Cassatie over bedreiging met zware mishandeling in een supermarkt

In deze zaak heeft de Hoge Raad op 14 juni 2011 uitspraak gedaan in een cassatieprocedure tegen een arrest van het Gerechtshof te 's-Gravenhage. De verdachte was beschuldigd van bedreiging met zware mishandeling, gepleegd op 20 februari 2009 in een Albert Heijn in 's-Gravenhage. De verdachte had zich dreigend opgesteld tegenover een medewerker van de supermarkt, terwijl hij een vrouw, die goederen in haar tas had gestopt, probeerde te helpen. De medewerker verklaarde dat de verdachte zijn arm had opgeheven, zijn hand tot een vuist had gebald en dreigende woorden had geuit. Het Hof had de verdachte veroordeeld, maar de Hoge Raad oordeelde dat de bewezenverklaring niet voldoende was onderbouwd met de gebezigde bewijsmiddelen.

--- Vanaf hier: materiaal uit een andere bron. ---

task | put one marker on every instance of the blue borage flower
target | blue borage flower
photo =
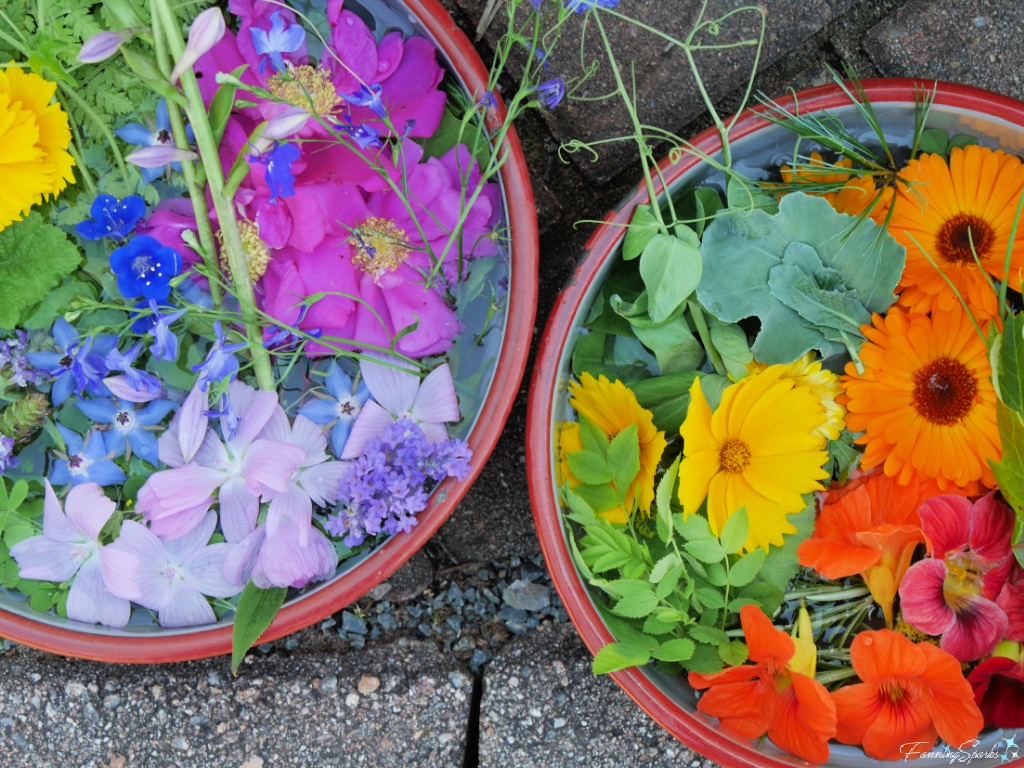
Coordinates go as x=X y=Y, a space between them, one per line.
x=278 y=41
x=112 y=217
x=144 y=267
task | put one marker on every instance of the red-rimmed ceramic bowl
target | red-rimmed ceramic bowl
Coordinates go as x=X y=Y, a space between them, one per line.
x=996 y=121
x=356 y=577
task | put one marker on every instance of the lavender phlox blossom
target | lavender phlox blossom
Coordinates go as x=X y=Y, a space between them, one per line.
x=338 y=409
x=430 y=402
x=128 y=426
x=104 y=579
x=279 y=40
x=369 y=97
x=174 y=574
x=88 y=460
x=220 y=363
x=386 y=486
x=239 y=468
x=76 y=366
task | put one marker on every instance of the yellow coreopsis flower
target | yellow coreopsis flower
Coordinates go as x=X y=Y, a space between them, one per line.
x=34 y=139
x=611 y=407
x=759 y=450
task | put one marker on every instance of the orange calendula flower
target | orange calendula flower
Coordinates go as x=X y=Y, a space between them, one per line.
x=910 y=695
x=925 y=401
x=946 y=209
x=770 y=695
x=871 y=531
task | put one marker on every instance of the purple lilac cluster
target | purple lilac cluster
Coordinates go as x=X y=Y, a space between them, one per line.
x=385 y=487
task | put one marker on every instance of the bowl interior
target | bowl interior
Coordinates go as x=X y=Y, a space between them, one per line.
x=670 y=699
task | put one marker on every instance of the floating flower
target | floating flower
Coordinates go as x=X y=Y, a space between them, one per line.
x=871 y=531
x=112 y=217
x=910 y=694
x=953 y=592
x=946 y=209
x=173 y=574
x=69 y=548
x=338 y=409
x=611 y=407
x=35 y=135
x=772 y=695
x=757 y=451
x=925 y=401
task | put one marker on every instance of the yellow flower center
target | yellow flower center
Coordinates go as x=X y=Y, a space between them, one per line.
x=734 y=456
x=956 y=236
x=257 y=253
x=307 y=85
x=380 y=247
x=944 y=391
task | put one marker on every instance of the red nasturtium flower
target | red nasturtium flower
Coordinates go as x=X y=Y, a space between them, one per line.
x=911 y=694
x=873 y=531
x=772 y=695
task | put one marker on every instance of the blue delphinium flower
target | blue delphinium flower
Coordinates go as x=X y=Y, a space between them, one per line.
x=112 y=217
x=279 y=169
x=88 y=461
x=220 y=364
x=144 y=267
x=339 y=410
x=551 y=92
x=128 y=424
x=369 y=97
x=386 y=486
x=75 y=367
x=136 y=133
x=279 y=40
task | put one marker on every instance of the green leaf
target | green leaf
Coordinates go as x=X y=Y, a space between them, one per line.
x=674 y=650
x=745 y=568
x=854 y=257
x=735 y=531
x=671 y=269
x=255 y=612
x=34 y=257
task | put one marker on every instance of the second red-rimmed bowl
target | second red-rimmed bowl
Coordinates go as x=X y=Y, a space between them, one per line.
x=508 y=355
x=757 y=144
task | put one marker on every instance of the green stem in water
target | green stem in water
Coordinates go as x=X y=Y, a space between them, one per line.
x=207 y=144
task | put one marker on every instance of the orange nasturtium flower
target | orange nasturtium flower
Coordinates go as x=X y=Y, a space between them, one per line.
x=911 y=694
x=777 y=694
x=871 y=530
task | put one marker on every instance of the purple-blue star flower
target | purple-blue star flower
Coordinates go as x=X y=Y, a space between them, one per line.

De Hoge Raad herhaalde de vereisten voor een veroordeling ter zake van bedreiging met zware mishandeling, zoals eerder vastgesteld in een andere uitspraak. De Hoge Raad concludeerde dat de omstandigheden waaronder de bedreiging had plaatsgevonden niet zodanig waren dat bij de bedreigde een redelijke vrees kon ontstaan voor zwaar lichamelijk letsel. De Hoge Raad vernietigde daarom de bestreden uitspraak van het Hof en wees de zaak terug naar het Gerechtshof te 's-Gravenhage voor een nieuwe behandeling.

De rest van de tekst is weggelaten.